Je reviens tout juste du Soudan. Je ne saurais vous dire combien de personnes ont demandé de l’aide. Des enseignants, des commerçants, des architectes et surtout des mères enceintes, tous déplacés. Les familles arrivent effrayées, affamées et ont laissé derrière elles tous leurs biens.
Les femmes et les jeunes filles sont continuellement terrorisées au cours de leur fuite. De plus en plus d’informations font état d’enfants enrôlés dans des groupes armés. Et le Soudan est aujourd’hui l’un des endroits les plus dangereux pour les travailleurs humanitaires.

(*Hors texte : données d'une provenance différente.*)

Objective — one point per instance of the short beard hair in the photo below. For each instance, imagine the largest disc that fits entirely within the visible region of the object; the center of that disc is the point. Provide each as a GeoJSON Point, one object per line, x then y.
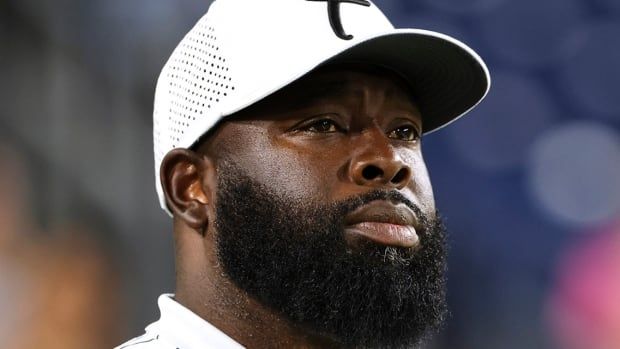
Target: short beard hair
{"type": "Point", "coordinates": [292, 257]}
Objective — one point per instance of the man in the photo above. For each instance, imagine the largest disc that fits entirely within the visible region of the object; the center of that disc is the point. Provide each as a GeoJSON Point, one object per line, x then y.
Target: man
{"type": "Point", "coordinates": [288, 152]}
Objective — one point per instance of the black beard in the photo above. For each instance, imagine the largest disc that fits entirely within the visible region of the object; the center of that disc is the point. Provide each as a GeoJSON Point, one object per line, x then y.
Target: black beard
{"type": "Point", "coordinates": [292, 257]}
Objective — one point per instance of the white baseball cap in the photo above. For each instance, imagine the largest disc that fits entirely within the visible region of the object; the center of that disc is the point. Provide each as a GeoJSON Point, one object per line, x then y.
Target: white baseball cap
{"type": "Point", "coordinates": [242, 51]}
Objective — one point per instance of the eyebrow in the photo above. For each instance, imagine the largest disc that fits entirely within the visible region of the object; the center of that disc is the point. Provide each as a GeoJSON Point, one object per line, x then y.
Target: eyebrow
{"type": "Point", "coordinates": [321, 89]}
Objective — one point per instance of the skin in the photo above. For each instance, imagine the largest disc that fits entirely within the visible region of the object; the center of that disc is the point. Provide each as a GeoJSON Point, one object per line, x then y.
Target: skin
{"type": "Point", "coordinates": [337, 133]}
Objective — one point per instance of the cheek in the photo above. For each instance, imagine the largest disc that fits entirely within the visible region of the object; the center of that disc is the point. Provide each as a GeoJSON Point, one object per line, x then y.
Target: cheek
{"type": "Point", "coordinates": [288, 171]}
{"type": "Point", "coordinates": [420, 182]}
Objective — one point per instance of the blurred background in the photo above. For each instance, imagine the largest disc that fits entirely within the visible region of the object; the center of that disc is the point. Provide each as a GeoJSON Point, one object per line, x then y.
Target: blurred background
{"type": "Point", "coordinates": [529, 182]}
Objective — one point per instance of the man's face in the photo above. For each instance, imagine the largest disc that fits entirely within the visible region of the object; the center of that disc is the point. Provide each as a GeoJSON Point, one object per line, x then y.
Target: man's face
{"type": "Point", "coordinates": [325, 213]}
{"type": "Point", "coordinates": [334, 135]}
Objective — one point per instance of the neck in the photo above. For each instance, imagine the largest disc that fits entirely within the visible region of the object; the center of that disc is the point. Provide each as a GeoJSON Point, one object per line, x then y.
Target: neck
{"type": "Point", "coordinates": [203, 288]}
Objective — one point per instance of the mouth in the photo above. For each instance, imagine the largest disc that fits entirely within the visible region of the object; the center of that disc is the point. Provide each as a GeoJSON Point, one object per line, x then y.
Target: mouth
{"type": "Point", "coordinates": [384, 223]}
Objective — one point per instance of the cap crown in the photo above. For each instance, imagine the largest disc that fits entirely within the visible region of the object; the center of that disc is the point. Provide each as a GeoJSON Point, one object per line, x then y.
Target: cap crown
{"type": "Point", "coordinates": [240, 51]}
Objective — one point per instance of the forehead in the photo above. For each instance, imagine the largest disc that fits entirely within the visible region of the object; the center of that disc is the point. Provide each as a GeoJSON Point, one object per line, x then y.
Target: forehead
{"type": "Point", "coordinates": [328, 84]}
{"type": "Point", "coordinates": [334, 83]}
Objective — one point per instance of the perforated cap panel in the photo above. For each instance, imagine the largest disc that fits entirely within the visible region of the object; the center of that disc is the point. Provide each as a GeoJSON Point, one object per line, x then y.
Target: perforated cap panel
{"type": "Point", "coordinates": [241, 51]}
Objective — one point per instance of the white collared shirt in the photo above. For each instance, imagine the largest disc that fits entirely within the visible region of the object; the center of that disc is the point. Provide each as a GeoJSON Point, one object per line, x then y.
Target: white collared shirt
{"type": "Point", "coordinates": [179, 328]}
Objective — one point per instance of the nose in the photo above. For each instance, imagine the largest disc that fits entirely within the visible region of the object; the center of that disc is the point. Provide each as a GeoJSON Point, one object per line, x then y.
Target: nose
{"type": "Point", "coordinates": [379, 166]}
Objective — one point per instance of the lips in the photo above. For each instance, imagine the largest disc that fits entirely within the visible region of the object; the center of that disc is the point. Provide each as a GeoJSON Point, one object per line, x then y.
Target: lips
{"type": "Point", "coordinates": [384, 223]}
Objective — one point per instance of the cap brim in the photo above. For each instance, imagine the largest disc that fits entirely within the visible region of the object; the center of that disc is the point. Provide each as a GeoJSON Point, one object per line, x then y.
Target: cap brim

En dépit des risques et malgré le mépris flagrant pour la vie des civils, l’UNICEF et ses partenaires agissent en faveur des enfants dans les 18 États du Soudan, y compris dans les zones les plus dangereuses. Malgré tous les obstacles, depuis le début du conflit, l’UNICEF, en collaboration avec ses partenaires, a distribué des fournitures médicales à 5,1 millions de personnes, de l’eau potable à 2,8 millions de personnes, des tests de dépistage de la malnutrition à 2,9 millions d’enfants – dont 152 200 ont reçu un traitement vital -, de l’argent liquide à 300 000 mères et ménages pour soutenir leur résilience, et des conseils psychosociaux à plus de 282 000 enfants et personnes s’occupant d’eux, ainsi qu’un soutien en matière d’apprentissage et de protection grâce à plus de 464 espaces sûrs établis dans tout le pays.
Toutefois, nous avons besoin de fonds – à ce jour, l’appel de 838 millions de dollars lancé par l’UNICEF pour venir en aide à près de 10 millions d’enfants est financé à moins d’un quart. Un tel déficit de financement se traduira par la perte de vies humaines.
Les dépenses du secteur social sont en forte baisse. Si l’UNICEF et ses partenaires de l’ONU ne parviennent pas à mobiliser un soutien supplémentaire, les services sociaux de base risquent de s’effondrer au Soudan.
Les travailleurs de première ligne n’ont pas été payés depuis des mois. Je ne parle pas de jours, ou de semaines. Dans ce pays où l’inflation est de 200 %, les travailleurs de première ligne – infirmières, médecins, enseignants, travailleurs sociaux – n’ont pas reçu de salaire depuis des mois. Et pourtant, ils se rendent au travail. Il est même probable qu’ils travaillent en dehors de leurs heures habituelles, compte tenu des besoins engendrés par cette guerre. Comme me l’a dit une nutritionniste : « Ce sont des enfants, ils vivent dans un contexte de guerre, et tant que nous pourrons les aider, nous le ferons« . Et pourtant, leur détermination et leur dévouement ne permettent pas de réapprovisionner les stocks qui s’épuisent rapidement ou de réparer les hôpitaux détruits.
Pour ajouter à cela, l’UNICEF est très préoccupé par le fait que les écoles du Soudan n’ouvriront pas leurs portes. Le Soudan est déjà confronté à l’une des plus grandes crises d’apprentissage au monde, avec plus de sept millions d’enfants non scolarisés et 12 millions d’enfants qui attendent la réouverture des écoles. Pour les enfants, l’éducation ne se résume pas au droit d’apprendre. Les écoles peuvent protéger les enfants des dangers physiques qui les entourent, notamment des abus, de l’exploitation et du recrutement par des groupes armés. Si le conflit entraîne la fermeture des écoles, cela aura des effets dévastateurs sur le développement et le bien-être psychosocial des enfants.
Bien sûr, il faut redoubler d’efforts pour mettre fin à cette guerre. Mais alors que les attaques insensées contre les civils et les services sociaux se poursuivent, l’UNICEF a besoin d’un soutien financier et d’un accès sûr et sans entrave pour ses travailleurs de première ligne ».